Hot, dry weather is not good news for sowing seeds outdoors!
The main reason for poor seed germination or failure in hot weather, is lack of moisture at critical times in the seed's development. Together with this, there are some varieties of seeds that will 'lock-up' the germination process if the temperatures are too hot.
Whereas an established, or even young plant, can survive a period of drought, a seed in the process of germination, needs sufficient moisture to survive. It cannot obtain its own moisture from the surrounding environment, for it will have no root system with which to collect soil moisture, nor leaves with which to extract atmospheric moisture.
It is important to ensure that your germinating seed and also the resultant seedling receive adequate moisture for proper development.
As vegetable seeds sown outdoors are normally in the top few millimeters of soil - which dries out the quickest - they can often fail to germinate properly because of lack of moisture.

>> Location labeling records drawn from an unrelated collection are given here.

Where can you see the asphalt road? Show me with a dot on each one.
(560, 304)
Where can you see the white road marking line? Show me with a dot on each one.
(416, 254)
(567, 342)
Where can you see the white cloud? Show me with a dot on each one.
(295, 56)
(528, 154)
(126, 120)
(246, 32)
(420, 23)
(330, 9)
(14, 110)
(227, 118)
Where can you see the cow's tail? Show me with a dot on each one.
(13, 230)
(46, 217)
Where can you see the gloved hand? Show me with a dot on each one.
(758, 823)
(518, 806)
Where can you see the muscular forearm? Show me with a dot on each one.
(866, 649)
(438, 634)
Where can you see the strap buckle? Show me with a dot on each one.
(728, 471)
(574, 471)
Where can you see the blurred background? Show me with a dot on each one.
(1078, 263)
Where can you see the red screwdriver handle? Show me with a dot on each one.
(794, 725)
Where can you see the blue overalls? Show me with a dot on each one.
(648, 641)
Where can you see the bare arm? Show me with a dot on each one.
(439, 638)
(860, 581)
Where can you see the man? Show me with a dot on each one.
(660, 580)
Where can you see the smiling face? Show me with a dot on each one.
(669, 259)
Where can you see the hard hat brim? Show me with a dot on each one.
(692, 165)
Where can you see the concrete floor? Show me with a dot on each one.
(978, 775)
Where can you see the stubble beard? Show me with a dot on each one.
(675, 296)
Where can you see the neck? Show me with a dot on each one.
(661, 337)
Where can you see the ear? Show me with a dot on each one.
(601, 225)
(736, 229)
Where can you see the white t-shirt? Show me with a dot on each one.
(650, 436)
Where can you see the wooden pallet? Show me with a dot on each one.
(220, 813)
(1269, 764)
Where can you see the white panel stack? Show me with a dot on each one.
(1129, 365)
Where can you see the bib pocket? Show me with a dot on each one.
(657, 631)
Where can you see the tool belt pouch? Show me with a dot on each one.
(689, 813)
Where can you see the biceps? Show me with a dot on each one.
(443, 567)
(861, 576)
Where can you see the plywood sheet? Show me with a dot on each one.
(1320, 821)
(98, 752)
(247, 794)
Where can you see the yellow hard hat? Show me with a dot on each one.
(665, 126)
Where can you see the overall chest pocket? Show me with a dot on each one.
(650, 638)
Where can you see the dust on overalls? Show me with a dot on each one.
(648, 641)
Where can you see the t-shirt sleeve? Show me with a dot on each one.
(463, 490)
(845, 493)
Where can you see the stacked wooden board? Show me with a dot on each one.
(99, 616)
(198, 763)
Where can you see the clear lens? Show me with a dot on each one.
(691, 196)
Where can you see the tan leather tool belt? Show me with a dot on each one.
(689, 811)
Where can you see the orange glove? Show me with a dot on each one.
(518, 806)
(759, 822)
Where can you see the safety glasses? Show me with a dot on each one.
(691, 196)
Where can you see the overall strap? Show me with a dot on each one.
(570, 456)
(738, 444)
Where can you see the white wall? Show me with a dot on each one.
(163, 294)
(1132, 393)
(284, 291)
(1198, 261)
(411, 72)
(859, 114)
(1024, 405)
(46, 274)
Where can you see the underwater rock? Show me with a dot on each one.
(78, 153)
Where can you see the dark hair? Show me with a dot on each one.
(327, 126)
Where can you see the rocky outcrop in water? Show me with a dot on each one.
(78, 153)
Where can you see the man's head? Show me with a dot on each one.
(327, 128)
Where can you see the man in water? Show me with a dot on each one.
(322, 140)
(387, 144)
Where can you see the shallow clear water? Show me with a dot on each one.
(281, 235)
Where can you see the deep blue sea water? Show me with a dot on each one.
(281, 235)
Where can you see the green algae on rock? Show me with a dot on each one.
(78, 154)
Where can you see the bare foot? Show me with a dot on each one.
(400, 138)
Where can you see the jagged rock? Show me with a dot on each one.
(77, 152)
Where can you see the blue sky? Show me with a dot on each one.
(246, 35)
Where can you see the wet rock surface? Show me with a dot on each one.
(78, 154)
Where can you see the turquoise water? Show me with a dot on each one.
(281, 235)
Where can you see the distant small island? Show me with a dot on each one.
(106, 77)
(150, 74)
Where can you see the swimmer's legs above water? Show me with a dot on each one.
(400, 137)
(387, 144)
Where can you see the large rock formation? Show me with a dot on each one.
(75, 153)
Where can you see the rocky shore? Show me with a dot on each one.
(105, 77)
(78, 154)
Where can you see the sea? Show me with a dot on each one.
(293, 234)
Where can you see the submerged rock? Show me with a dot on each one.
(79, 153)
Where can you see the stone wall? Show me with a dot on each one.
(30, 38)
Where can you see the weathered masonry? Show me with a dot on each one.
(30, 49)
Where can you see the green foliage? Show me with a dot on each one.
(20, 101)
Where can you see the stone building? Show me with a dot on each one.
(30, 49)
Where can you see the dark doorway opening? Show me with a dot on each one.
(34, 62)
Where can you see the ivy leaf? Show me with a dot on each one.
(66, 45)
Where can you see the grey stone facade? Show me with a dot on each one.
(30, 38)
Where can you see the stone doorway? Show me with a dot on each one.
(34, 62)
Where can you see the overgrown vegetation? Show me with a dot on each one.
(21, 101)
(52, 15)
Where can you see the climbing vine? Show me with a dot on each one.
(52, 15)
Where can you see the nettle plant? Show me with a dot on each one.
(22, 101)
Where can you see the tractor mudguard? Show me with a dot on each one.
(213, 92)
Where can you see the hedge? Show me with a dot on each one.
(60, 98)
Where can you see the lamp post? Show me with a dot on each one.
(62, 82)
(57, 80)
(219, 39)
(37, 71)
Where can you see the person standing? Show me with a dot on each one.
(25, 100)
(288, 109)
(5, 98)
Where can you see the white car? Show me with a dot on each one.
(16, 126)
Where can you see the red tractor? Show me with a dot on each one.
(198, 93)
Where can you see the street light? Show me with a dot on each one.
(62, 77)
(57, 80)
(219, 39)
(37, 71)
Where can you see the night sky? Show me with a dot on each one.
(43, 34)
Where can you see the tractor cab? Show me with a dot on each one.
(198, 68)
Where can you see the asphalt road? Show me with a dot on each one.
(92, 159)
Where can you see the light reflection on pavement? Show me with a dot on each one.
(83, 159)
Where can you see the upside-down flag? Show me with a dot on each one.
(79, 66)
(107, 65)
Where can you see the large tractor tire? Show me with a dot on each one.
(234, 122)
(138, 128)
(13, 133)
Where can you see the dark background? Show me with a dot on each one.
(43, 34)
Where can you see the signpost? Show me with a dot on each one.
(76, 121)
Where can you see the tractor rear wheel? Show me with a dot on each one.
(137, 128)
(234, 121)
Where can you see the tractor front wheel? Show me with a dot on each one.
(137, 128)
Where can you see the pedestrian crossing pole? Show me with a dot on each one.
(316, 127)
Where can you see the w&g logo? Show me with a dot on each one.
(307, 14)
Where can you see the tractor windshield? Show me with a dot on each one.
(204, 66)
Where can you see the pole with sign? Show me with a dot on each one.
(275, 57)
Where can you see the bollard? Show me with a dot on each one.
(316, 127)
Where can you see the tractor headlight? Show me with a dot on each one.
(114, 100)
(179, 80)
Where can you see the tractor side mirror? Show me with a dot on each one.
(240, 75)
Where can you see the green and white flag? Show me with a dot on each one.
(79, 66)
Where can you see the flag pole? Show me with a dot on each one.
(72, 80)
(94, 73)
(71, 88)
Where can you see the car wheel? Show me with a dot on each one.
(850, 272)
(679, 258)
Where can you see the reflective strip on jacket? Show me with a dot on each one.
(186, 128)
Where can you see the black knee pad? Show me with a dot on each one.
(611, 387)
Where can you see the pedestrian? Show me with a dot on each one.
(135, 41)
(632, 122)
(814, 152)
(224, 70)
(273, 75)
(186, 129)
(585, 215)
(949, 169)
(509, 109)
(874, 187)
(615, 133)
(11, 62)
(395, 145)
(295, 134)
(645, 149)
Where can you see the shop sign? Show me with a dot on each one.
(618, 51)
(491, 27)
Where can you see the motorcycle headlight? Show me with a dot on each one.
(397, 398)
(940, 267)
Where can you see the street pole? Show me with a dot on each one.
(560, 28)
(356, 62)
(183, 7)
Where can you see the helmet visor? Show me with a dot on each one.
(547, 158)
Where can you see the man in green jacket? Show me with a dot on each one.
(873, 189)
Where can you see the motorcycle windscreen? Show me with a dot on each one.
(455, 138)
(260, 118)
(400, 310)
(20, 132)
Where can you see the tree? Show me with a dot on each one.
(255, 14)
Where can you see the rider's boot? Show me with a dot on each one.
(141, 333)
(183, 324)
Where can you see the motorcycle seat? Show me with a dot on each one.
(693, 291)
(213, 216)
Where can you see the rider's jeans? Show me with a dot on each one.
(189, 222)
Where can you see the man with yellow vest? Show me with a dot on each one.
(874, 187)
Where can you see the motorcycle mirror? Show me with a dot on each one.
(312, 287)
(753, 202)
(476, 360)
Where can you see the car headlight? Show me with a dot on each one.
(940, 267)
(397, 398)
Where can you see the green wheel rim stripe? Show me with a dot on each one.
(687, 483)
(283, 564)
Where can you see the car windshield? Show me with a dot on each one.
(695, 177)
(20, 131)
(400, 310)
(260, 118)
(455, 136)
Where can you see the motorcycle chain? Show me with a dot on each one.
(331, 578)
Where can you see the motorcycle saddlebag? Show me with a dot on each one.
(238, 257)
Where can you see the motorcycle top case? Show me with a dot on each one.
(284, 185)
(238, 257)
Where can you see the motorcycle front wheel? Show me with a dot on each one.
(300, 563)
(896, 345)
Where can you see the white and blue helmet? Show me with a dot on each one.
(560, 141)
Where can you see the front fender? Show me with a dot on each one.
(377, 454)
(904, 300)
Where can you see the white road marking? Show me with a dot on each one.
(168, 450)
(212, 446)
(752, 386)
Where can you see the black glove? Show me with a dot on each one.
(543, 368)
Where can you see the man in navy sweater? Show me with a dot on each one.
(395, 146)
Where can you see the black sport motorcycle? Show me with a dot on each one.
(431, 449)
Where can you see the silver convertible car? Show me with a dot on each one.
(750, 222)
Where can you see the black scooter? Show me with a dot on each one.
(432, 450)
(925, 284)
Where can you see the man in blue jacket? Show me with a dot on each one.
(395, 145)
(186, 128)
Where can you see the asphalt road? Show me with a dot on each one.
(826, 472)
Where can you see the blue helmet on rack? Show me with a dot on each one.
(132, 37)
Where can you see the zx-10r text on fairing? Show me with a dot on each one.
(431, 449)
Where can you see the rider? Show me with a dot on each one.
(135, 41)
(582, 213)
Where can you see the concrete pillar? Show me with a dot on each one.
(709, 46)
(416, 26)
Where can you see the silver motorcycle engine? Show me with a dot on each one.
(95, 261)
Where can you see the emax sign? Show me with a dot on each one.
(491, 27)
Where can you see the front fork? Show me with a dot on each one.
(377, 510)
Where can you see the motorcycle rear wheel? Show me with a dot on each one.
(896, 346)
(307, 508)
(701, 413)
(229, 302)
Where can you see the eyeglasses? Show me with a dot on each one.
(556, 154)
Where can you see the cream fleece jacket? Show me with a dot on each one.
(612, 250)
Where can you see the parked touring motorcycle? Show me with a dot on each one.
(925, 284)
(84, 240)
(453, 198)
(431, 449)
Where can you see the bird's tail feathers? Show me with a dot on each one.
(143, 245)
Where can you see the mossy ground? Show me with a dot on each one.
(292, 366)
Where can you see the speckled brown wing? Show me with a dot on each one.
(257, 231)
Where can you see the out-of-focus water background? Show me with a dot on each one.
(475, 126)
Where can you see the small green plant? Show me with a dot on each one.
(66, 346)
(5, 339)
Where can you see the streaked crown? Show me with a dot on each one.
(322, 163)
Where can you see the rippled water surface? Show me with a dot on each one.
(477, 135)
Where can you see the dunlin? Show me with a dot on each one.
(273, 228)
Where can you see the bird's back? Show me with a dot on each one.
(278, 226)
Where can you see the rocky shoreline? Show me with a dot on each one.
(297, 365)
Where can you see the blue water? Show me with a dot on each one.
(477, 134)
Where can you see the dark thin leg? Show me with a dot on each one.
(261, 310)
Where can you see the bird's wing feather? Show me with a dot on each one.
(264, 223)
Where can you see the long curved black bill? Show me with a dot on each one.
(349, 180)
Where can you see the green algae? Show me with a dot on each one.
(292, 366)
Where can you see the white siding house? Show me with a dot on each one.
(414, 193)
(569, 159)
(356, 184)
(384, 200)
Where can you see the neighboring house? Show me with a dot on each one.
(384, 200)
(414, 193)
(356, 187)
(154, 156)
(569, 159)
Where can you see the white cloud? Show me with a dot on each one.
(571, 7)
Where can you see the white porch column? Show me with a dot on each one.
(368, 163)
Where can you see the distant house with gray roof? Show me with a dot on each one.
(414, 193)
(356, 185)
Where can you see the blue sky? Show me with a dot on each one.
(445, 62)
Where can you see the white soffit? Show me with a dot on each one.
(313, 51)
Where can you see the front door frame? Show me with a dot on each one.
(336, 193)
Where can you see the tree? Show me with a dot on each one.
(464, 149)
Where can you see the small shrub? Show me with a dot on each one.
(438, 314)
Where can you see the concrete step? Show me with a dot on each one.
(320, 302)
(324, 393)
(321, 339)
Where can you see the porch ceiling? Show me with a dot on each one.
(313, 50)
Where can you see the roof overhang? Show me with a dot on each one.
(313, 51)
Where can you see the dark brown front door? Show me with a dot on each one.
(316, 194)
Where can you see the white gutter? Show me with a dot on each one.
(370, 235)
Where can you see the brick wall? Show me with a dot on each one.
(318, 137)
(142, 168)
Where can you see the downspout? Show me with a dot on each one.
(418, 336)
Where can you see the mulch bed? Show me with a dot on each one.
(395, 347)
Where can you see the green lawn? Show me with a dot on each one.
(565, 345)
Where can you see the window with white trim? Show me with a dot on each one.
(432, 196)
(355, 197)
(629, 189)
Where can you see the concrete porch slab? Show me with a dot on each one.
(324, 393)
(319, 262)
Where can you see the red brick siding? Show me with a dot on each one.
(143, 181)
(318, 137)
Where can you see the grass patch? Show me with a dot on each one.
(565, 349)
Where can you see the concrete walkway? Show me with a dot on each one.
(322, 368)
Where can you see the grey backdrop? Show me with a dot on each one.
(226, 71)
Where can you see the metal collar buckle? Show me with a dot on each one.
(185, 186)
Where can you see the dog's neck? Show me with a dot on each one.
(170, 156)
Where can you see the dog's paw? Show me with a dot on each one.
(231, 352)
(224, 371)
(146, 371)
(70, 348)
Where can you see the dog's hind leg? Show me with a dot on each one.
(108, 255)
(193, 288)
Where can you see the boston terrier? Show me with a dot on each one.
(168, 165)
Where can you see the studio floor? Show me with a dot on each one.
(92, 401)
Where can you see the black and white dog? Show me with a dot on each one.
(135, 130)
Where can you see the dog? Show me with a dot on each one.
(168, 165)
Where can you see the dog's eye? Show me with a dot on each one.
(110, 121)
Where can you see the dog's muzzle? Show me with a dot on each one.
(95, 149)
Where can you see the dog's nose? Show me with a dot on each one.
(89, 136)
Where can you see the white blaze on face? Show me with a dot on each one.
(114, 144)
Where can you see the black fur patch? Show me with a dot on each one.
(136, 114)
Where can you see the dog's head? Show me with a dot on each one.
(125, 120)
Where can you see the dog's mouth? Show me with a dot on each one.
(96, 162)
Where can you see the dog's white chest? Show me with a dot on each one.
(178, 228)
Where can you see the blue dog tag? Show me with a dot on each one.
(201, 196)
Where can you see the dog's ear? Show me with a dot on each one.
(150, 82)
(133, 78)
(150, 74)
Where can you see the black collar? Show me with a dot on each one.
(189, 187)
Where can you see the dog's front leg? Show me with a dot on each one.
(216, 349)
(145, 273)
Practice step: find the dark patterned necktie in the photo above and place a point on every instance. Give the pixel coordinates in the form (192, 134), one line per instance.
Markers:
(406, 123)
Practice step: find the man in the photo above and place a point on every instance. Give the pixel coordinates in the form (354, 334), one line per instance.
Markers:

During sowing time, a little care can help to prevent the problems of poor germination and drying out of the emerging seedling. After making your seed drill - row - give the drill a good soaking with a watering can aimed at the drill area, Allow it to soak well in - repeat, then sow your seeds. Then cover the sown seed with fine dry soil, which will actually act as a mulch and conserve the water in the moist soil below. This normally allows for quick germination of the seeds.
After a day or so, you can start watering as normal, but do NOT allow the seedlings to dry out at ant time.